Воспоминания. Размышления о былом - страница 32



Немцы прорвали нашу оборону. И там много наших бойцов попали в плен, в том числе и мой отец. По рассказам отца, где-то там же находился лагерь для военнопленных. Он был под открытым небом, обнесён колючей проволокой. Как обращались немцы с пленными, особенно в первое время, всем хорошо известно. Об этом много и писали, и передавали по радио.

Отец находился в лагере довольно долго, примерно с октября 41-го, по начало февраля 42-го года. В начале февраля, где-то числа 7–8, ему вместе с тремя товарищами удалось бежать из лагеря. Они решили любыми способами пробираться в горы, к партизанам. Но добираться решили по одиночке, так как группу легче обнаружить и схватить.

Отец решил по пути заскочить на несколько часов домой. Хотя бы предупредить, что он жив и пробирается в горы. Домой он пробирался несколько суток по ночам. Появился он дома в полночь 10.02.1942. Дом, в котором мы жили – очень старый, одноэтажный. В нём было пять или шесть квартир. С соседом у нас была одна общая стена. Звукопроницаемость была отличная. Стоит чихнуть, и всё у соседей слышно. Если добрый сосед, то он может сказать: «Будь здоров». Но это если добрый сосед…

Предатель

Соседом у нас был тот самый бывший пленный австриец, который с приходом немцев стал их правой рукой в наведении нового немецкого порядка. Он-то и услышал разговор нашего отца за стеной.

Хотя разговор вели как можно тише, осторожно, чуть ли не шёпотом. Но эта мразь услышала. Да мы и не думали, что наш сосед может донести. Но он это сделал.

Отец сразу же был схвачен немцами. Всё произошло неожиданно. Пришло несколько фрицев с автоматами, схватили отца и увели. Затем вывели на перекрёсток и расстреляли.

Мы, с матерью долго прятались, так как они приходили и искали нас. Трудно представить, что мы пережили. Каково было нашей бедной маме с четырьмя детьми. Она и поседела, и постарела в те часы и дни. Постоянно жить в тревоге, что вот-вот и нас схватят и расстреляют…

Но, видно, в данный момент Бог был на нашей стороне. Нас эта участь миновала. Хотя этот ужас уже никогда не забыть.
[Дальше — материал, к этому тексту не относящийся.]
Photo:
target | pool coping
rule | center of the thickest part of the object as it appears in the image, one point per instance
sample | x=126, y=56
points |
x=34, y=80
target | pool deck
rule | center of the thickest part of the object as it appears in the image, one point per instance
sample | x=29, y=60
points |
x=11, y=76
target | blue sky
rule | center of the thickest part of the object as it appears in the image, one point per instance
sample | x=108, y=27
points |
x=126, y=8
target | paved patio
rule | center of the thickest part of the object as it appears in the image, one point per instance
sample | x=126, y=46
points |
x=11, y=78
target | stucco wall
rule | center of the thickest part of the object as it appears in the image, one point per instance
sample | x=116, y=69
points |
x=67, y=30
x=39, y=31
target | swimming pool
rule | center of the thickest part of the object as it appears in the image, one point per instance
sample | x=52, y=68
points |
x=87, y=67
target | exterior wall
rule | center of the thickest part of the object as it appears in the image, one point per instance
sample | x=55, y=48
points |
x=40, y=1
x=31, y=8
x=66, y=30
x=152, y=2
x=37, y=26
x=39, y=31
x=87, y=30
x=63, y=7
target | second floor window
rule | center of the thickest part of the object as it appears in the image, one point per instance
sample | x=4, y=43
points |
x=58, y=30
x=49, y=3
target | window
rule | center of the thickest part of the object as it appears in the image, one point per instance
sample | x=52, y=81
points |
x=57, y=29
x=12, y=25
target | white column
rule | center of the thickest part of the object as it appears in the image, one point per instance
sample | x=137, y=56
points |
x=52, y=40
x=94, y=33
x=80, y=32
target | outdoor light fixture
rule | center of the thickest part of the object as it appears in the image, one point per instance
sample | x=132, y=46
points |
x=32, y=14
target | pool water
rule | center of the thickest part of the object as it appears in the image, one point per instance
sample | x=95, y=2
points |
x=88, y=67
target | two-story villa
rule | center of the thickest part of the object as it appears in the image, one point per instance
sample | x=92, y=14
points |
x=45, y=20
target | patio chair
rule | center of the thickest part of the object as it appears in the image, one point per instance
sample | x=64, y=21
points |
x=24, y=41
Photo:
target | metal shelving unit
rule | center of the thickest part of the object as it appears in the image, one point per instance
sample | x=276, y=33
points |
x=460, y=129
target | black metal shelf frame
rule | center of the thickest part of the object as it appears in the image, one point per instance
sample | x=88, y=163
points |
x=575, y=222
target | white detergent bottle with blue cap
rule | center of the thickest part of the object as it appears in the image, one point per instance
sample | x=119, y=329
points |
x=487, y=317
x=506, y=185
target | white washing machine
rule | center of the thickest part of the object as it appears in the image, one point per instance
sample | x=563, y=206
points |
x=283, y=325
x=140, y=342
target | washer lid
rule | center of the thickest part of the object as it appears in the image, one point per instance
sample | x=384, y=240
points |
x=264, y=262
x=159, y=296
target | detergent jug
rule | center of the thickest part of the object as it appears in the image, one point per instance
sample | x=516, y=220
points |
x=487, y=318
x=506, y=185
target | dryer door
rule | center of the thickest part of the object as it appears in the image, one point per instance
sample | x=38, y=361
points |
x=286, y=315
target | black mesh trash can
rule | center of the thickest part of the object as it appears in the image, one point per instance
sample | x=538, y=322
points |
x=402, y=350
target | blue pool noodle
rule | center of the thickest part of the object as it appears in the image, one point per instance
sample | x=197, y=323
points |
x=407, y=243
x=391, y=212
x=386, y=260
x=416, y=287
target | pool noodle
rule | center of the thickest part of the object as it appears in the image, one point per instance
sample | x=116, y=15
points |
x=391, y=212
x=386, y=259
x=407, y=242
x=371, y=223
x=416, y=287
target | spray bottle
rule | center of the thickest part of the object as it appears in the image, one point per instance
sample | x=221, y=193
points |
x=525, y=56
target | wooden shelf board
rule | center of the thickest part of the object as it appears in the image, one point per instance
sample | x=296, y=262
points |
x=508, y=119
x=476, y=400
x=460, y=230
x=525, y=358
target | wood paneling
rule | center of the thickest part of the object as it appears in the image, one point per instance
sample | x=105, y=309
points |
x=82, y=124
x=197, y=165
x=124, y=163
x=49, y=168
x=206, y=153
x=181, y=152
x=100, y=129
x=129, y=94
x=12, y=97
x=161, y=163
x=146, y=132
А эта гнида, фамилия его была Ударович, ходила по селу с гордо поднятой головой, и он всех ненавидел, всем угрожал. Его все боялись. Прятались, когда его увидят, и его белую повязку на рукаве. Он ещё тогда, когда вошли немцы в село, оставил всех рабочих без куска хлеба.

Сам лично ходил по дворам с немцами, и заставлял показывать, где спрятано зерно, и лично искал, если не уверен был, что всё показал хозяин. Вот, фамилия у него – Ударович, но мне кажется, что он жил под чужой фамилией. Это наверняка не австрийская фамилия. Ведь никто не знал, что он бывший австрийский военнопленный. Это выяснилось уже позже, после его побега, когда за расследование этого дела взялись контрольные органы. Долго он ждал своих, целых 27 лет, и дождался, сволочь. А позже, как только «запахло керосином», эта тварь, эта нечисть-австриец, со всей семьёй внезапно, незаметно (очевидно, ночью), исчезла. Очень жаль, что в нашей степной части Крыма негде было скрываться партизанам. Лес и горы далеко. Этой кикиморе долго бы зверствовать не пришлось.

Отец был расстрелян зимой, в феврале. Тело его лежало в низине, где ранее было укрытие для танкетки. О похоронах не могло быть и речи, не разрешалось никому.

Там он пролежал долго, до марта месяца, когда уже начал таять снег. И в этом укрытии уже была вода. Лежал он в воде, в луже. Только потом, когда ушла немецкая часть, нам удалось похоронить его рядом, в лесополосе, выкопав могилу.